Otro enfoque de clasificación
Pero también existe otro punto de vista de clasificación de la fuerza. ¿Quién es más fuerte, un levantador de peso, hombre de gran corpulencia, que es capaz de levantar un carro de pesas de 120 kg o un gimnasta, de poco peso, que es capaz de mantener una posición en anillas como el “cristo”? Para solventar estos diferentes tipos de acciones se establece otra clasificación de la fuerza: fuerza absoluta y fuerza relativa. Esta clasificación está relacionada con la propia masa corporal
Fuerza absoluta. Es la máxima fuerza que puede desarrollar un músculo en relación con su sección transversal. Y por extensión, la máxima fuerza que pueda ejercer una persona en un movimiento o en el mantenimiento de una posición.

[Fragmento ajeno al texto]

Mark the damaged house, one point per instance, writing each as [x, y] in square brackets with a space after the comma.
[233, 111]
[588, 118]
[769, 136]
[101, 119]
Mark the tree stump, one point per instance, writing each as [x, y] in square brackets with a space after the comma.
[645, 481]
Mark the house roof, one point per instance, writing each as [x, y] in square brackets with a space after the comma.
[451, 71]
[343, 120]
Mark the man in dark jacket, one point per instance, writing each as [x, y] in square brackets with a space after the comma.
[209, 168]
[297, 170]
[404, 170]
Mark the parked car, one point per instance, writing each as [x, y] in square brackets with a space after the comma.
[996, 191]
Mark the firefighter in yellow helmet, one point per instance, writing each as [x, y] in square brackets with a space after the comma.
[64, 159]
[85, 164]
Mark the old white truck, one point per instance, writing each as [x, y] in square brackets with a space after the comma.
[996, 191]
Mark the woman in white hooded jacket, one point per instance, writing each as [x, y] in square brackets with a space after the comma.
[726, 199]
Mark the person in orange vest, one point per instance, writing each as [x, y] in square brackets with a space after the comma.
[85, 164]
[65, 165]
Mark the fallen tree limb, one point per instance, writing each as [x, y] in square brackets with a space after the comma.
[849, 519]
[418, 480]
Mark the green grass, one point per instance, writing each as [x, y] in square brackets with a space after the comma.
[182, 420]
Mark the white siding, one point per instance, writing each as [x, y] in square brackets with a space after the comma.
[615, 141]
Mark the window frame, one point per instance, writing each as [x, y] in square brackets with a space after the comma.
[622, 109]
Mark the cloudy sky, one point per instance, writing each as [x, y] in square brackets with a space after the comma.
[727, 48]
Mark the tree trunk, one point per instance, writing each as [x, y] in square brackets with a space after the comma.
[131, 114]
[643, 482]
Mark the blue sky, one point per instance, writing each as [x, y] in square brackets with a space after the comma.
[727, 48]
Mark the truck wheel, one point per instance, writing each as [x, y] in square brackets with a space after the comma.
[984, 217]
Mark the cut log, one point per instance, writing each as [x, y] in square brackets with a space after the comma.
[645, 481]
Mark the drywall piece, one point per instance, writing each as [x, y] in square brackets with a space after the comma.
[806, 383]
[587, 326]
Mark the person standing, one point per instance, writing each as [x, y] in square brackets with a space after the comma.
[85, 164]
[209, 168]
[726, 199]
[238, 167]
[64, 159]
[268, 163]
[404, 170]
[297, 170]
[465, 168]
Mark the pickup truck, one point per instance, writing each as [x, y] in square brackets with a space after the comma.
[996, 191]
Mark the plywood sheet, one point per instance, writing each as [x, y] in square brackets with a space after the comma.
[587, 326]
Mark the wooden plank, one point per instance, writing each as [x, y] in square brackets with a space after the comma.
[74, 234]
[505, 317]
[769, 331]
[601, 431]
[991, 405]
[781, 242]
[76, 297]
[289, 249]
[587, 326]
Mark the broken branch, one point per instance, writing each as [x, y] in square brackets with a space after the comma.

Fuerza relativa. Se considera como el cociente entre la fuerza absoluta del músculo y su sección transversal. Y por extensión, la relación entre la fuerza muscular absoluta y  el peso del individuo.
 
 
Para desarrollar cada tipo de fuerza existen programas diferentes adaptados al logro de los objetivos específicos. Y como conclusión diremos que cuando se realiza un trabajo de fuerza, no sólo se fortalecen los músculos protagonistas de esa acción sino que también se fortalecen los ligamentos articulares, los tendones y los huesos donde se inserta éstos, evitando o superando problemas óseos como la osteoporosis.